An Encounter in Burgos

Every seven years, the Church in Spain celebrates a Teresian Holy Year, and the Avila Institute of Spiritual Formation organized a journey to participate with about forty pilgrims last November. In nine days, over Thanksgiving week, we visited many of the convents that Mother Teresa founded. On one of the days of our pilgrimage we set out for Burgos. 

On the way, we stopped for Mass in the monastery in Palencia - and the sisters graciously provided us with cookies and coffee for breakfast afterward. Their joy was so contagious - we in the small parlor and they behind the grill, physically jumping up and down with glee at seeing us. Though most of us spoke little Spanish and they little English, there was a bond that we shared together… we, like them, though only laity managing our way in the world, had been touched by the spiritual doctrine of their Foundress — her teachings on prayer and on faithfulness.  With this foretaste of heaven, we climbed back on the bus and road a couple more hours to Burgos, to visit, among other sacred places, its beautiful Cathedral.  

After our arrival, we had a few minutes for a bathroom break and I was a little distracted by a hot chocolate shop nearby. I had been at this very spot once with another group of pilgrims - a memory of fun and laughter that I wanted to re-live. But like most beautiful moments of grace… they never come the same way twice.  Indeed, as I approach the shop to get my hot cocoa, an upset pilgrim approached me for help.  

With a sense of urgency in her voice, she explained that there was a man dead in the public bathroom. No one knew what to do. I am embarrassed to admit that I was annoyed at first — this was not according to plan. All I wanted was to indulge an old memory. This was the opposite of that. 
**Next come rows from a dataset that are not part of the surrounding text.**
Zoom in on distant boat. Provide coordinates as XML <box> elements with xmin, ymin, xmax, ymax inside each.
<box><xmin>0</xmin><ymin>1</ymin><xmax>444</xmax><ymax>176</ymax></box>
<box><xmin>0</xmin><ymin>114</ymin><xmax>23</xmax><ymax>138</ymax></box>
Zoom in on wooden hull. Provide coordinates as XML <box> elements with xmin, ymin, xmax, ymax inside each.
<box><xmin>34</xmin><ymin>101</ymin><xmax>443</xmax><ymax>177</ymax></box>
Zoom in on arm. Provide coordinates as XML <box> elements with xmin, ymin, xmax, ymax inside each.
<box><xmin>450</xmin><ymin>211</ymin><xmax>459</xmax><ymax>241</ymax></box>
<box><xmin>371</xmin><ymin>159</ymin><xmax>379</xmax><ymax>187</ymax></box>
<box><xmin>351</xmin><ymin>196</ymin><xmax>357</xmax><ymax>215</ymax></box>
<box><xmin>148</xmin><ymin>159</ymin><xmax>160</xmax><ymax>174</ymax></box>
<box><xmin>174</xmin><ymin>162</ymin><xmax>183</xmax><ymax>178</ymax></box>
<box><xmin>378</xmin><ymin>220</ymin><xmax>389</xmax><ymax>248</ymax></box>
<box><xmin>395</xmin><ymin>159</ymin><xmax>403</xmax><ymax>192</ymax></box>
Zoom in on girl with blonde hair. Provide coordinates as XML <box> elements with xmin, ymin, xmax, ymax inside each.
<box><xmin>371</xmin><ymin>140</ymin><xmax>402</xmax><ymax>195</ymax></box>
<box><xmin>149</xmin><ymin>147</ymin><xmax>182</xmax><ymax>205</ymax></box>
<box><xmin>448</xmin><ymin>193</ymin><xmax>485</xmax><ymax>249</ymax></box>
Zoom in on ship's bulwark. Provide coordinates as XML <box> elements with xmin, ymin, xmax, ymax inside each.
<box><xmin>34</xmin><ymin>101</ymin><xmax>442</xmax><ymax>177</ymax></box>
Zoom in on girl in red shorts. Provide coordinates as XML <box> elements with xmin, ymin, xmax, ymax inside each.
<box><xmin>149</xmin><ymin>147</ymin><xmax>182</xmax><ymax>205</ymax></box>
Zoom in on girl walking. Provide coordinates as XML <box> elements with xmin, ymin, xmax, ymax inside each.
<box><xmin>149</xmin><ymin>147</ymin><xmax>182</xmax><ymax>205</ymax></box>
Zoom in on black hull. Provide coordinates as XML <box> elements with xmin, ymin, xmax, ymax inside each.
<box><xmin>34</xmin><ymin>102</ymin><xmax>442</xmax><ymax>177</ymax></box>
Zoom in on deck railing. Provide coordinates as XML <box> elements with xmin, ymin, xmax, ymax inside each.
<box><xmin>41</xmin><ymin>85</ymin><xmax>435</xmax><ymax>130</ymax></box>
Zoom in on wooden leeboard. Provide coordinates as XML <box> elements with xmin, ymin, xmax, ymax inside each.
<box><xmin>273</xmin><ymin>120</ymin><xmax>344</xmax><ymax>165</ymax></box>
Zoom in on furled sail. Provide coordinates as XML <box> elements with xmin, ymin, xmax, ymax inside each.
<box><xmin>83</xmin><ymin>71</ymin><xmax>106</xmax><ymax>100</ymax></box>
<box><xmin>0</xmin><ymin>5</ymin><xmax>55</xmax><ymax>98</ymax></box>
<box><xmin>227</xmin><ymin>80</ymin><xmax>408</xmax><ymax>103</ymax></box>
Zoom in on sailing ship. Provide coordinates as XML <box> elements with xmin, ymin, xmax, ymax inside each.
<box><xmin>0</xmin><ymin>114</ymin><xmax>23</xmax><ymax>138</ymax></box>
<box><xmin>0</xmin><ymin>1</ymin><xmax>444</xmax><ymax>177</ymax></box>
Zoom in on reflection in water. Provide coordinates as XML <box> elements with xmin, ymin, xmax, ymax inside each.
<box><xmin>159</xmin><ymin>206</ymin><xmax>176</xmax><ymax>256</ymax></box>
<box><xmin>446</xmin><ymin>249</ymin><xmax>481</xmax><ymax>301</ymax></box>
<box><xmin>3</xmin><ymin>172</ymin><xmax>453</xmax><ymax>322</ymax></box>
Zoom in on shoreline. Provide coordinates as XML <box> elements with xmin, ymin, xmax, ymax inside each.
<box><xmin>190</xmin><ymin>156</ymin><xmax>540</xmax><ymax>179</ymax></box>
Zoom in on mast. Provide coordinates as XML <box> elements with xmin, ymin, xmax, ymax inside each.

Reluctantly, I let the pilgrim lead me to a steal public restroom with automatic doors and locks. Lying on the floor was a young man. I asked another pilgrim to fetch our doctor and asked the lady at the chocolate shop to call an ambulance. Then while I waited, I heard the voice of my own conscience - it was not enough to ask others, I needed to do something myself. But I did not want to… I was afraid of what I might find. Prodded by an insistent pilgrim, I finally succumbed to that still small voice in my heart.  What I experienced was a powerful grace that has stayed with me ever since. As I prayed over the few minutes of my visit, the words of a poem emerged and it is these that I would like to share with you now:

On Him, the Door I Shut
(A Pilgrim on the Streets of Burgos)

A break for toilette, for chocolate, for “Time was tight”
In Cathedral’s shadow, I fell upon that victim’s plight
There, my selfishness recoiled before Mercy’s might.

On the ground, a naked stranger lays fetal
skin white, floor plastic and cold metal
blood bright, feces dark, under heroine lethal

Pilgrims, helpful, call aghast
Shopkeeper annoyed, excited, on phone harassed
Onlookers, indifferent, quickly passed

That sepulcher, there both shame and glory meet -
Heart lost in revulsion, righteous excuse, readied retreat
At that restroom door, prayer and pilgrims but stayed my feet

Like a corpse it lay, a youth, the image of my son
In stench fluid’s filth, needle, darkness, spoon 
No pulse, but warm, with opened wound

To our Lord, heartfelt but pathetic prayer
Then he twitched, stirred, and pulsed bare-
Ly, boom, boom, boom, as I exit to siren’s blare

Steal on steal and electric lock
Anxious tolls of ancient clock
In Burgos as in L.A., my thoughts just empty talk

On Him, the door I shut,
whose silent glories cut
short, my cold indifference.


For me, the distress of an unknown stranger became a moment of grace. In a single moment, I saw this young person as my son and at the same time as my Lord. In that encounter, I was put face to face with my mediocrity and the moral standard of the Gospel of Christ. For a moment, I glimpsed the mystery of the Father’s love of His Son in the Holy Sepulcher, and God’s desire to raise each of us up out of the filth of our lives. I tasted, for an instant, a love that is stronger than death and the mercy that circumscribes our misery. Such moments ought to live in the heart of apostolic activity, and they ought to feed our prayer. Otherwise, we remain but prisoners of the projects of our self-indulgent piety — save for the fact that the Lord never fails to come to us, even though in disguise.